Built-in terminal capabilities can be accessed as properties in the TermInfoDesc instance that the loading functions return when parsing the terminal information files. For extra properties that Terminaux doesn't cover, this class provides you with the following functions:

  • GetBoolean(): Gets a boolean value that holds either true or false. Returns null, however, if Terminaux is unable to get the value.

  • GetNum(): Gets a number value that holds a numeric integer. Returns null, however, if Terminaux is unable to get the value.

  • GetString(): Gets a textual value. Returns null, however, if Terminaux is unable to get the value.

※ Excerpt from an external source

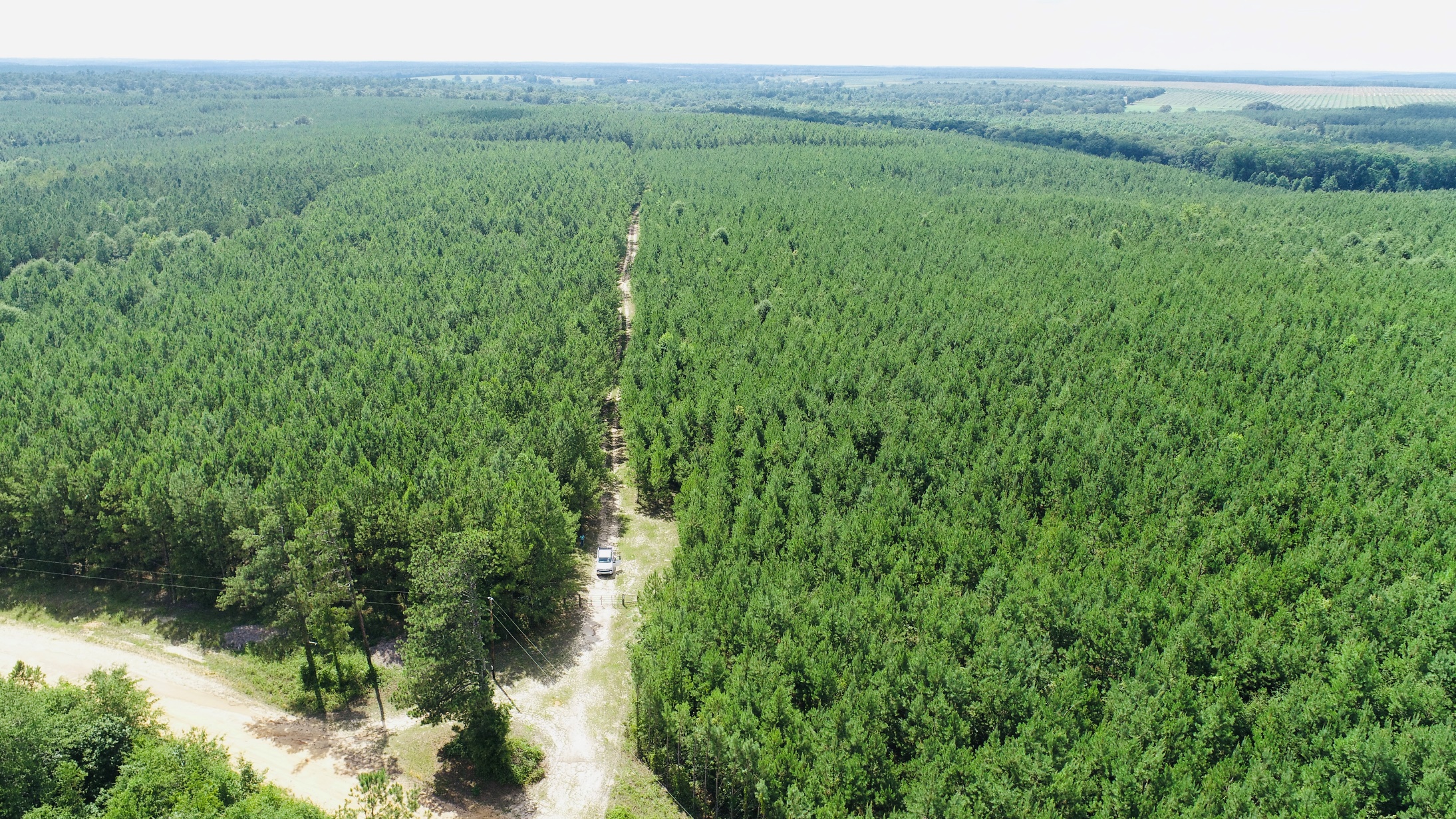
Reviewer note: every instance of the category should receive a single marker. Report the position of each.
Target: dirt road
(313, 761)
(577, 709)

TermInfoDesc also allows you to get an instance of TermInfoDesc corresponding to the current terminal type as specified in the $TERM environment variable for non-Windows systems. Windows systems always use the xterm-256color terminal for maximum compatibility. You can get this instance using one of the following properties:

  • Current: Returns a TermInfoDesc instance corresponding to your terminal type.

  • Fallback: Returns a TermInfoDesc instance corresponding to xterm-256color.

TermInfo string parameters

Terminaux supports all the printf(3)-like string parameters that are defined in the Parameterized Strings section from the terminfo(5) manual page found in the NCurses library. The following string parameters are supported according to the types:

Parameter Extraction

You can extract parameters from a capability string by using the ExtractParameters() function found in the ParameterExtractor class, passing it the capability that you want to parse. This returns an array of ParameterInfo instances that contain the following properties:

  • Representation: The parameter that has been extracted from the capability string.

  • Index: Zero-based index of the first character of the representation relative to the capability string.

For example, we have this string: <ESCAPE>=%p1%' '%+%c%p2%' '%+%c, with <ESCAPE> being a designator for \u001b that corresponds to the ESCAPE character essential for all terminal VT sequences according to Unicode and ASCII encoding. When we ran this string through the parameter extractor, we got this result:

<ESCAPE> is not a parameter at index 0
=        is not a parameter at index 1

%p1  starts at index 2
  Representation: %p1
  Index:          2
%' ' starts at index 5
  Representation: %' '
  Index:          5
%+   starts at index 9
  Representation: %+
  Index:          9
%c   starts at index 11
  Representation: %c
  Index:          11
%p2  starts at index 13
  Representation: %p2
  Index:          13
%' ' starts at index 16
  Representation: %' '
  Index:          16
%+   starts at index 20
  Representation: %+
  Index:          20
%c   starts at index 22
  Representation: %c
  Index:          22

For now, it's up to you how to process such strings to manipulate with the parameters. However, in a future Terminaux release, we'll release features that will assist you.